This is Nitrogen! He’s a sociable element that seems to be almost everywhere! (Nitrogen makes up 78% of the Earth’s atmosphere, after all.) You can read more about him and his friends here!
when you find an academic source that’s perfect for your paper but it’s behind a pay wall
Deciding to cite it anyway base on the abstract, knowing your professor probably won’t go through and look up every source in works cited
if you guys want to read academic papers but they’re behind a paywall, get the chrome extension Unpaywall. when you visit a site that requires you pay for their journal to view the article, the extension will look for other open access sites that will show you the article for free, and it’s all completely legal. all that money goes to the publisher, the writer of the paper gets none of it. https://unpaywall.org
If you can find out an author’s name, contact them. They may be willing to email it to you.For free.

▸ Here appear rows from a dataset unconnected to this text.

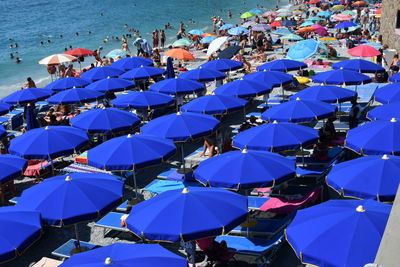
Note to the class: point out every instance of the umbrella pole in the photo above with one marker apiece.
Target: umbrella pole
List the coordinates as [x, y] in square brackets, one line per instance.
[77, 236]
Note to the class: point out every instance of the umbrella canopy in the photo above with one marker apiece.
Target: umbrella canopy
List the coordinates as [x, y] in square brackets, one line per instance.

Check researchgate.net and academia.edu! Also authors’ professional websites.
Reblog to save a life
It’s New Year’s soon, so it’s only fitting to post Neon, whose name comes from the word “Neo”, meaning “New” in Greek. The new year also marks the start of 2019, International Year of the Periodic Table! There’s no better time than now to be learning about chemistry and the chemical elements. Learn more about Neon and her friends here!

Anya is live and ready to show you everything. Watch her strip, dance, and perform exclusive shows just for you. Interact in real-time and make your fantasies come true.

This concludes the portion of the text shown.